None of these games are bad, of course. But the tonal similarity makes the whole thing ever so slightly oppressive. Call of Duty, freshly returned to World War 2, where it appears to have taken the package tour of all the sights, is filled with action, but it's also filled with maudlin folk singing and men emerging from smoke. It's serious Call of Duty, the nutty splatter of Black Ops a distant memory for another year.
All of which makes the few bursts of colour and life stand out all the more, of course, and maybe this is Layden's long play. Monster Hunter World pretty much erupts when it gets its five minutes: a burst of crazed Liberace fun so hot on the heels of Days Gone, which could very much be called More Than Words, and set to a similar soundtrack. Suddenly it's crazy monsters, wild running animations and giant swords. Early 2018: close your eyes and you can see that glorious flopping-back-on-the-bed-after-the-end-of-a-hard-day's-hunt animation playing in your mind. A hero who enjoys the adventure he's on.
Marvel vs Capcom Infinite similarly turned up the colour, while Detroit: Become Human at least undermined some of the poise, with its heavy-handed story of android slavery, delivered through crushing thematic bluntness and marvelously stagey dialogue. It is always a tempting prospect, this sort of thing: we are shown a run-in with the cops that plays out several different ways, and at one point the camera pulls back to show an entire web of possible plot points. It's not hard to admire Cage for his enduring desire to explore the flexibility of narrative, even if the Shatnerian lack of delicacy suggests that once again we all know how this story is going to end.
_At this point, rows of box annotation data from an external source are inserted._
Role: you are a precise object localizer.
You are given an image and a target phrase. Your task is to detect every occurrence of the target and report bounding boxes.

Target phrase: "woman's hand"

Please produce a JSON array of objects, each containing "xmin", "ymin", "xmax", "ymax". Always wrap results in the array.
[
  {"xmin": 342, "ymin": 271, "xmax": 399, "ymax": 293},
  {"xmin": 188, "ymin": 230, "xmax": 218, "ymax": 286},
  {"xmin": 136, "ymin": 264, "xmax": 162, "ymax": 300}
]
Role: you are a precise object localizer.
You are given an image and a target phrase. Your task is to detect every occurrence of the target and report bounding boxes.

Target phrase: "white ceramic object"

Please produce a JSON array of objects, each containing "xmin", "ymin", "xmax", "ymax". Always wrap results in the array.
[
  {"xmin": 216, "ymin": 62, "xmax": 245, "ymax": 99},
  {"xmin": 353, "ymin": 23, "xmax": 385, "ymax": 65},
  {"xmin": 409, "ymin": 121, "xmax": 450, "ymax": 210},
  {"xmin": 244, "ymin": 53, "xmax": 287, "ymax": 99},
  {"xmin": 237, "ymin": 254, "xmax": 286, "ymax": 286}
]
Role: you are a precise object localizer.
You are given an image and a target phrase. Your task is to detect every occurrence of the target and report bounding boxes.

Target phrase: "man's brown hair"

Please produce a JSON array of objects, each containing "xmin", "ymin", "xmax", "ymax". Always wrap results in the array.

What else? Shadow of the Colossus is hardly a laugh riot, but this lavish remake we're getting in 2018 takes the previously stated themes of nature, huge environments and melancholy and elevates them. And Spider-Man, the Insomniac one, is a final burst of light and life to end things on. Insomniac delivers Marvel's breeziest hero with a wonderful sense of elasticity and sinew and sends him scrambling up a half-built skyscraper and then off on a dazzling trip across midtown New York with lovely bursts of spectacle and wit. Slow-mo allows action scenes to be complex and tactical, while traversal looks fabulous. Finally, someone is quipping!
"Maybe you could superhero a little faster?" someone asks Spider-Man as he takes out a city block. Maybe we all could. But beneath the poise and the elegance of Sony's line-up, this feels like a problem that will sort itself out on a slightly longer timescale. For all the brilliance and artistry on display, this feels a little like a mid-generation lull. At least we'll have pretty, melancholic things to play to get us through it.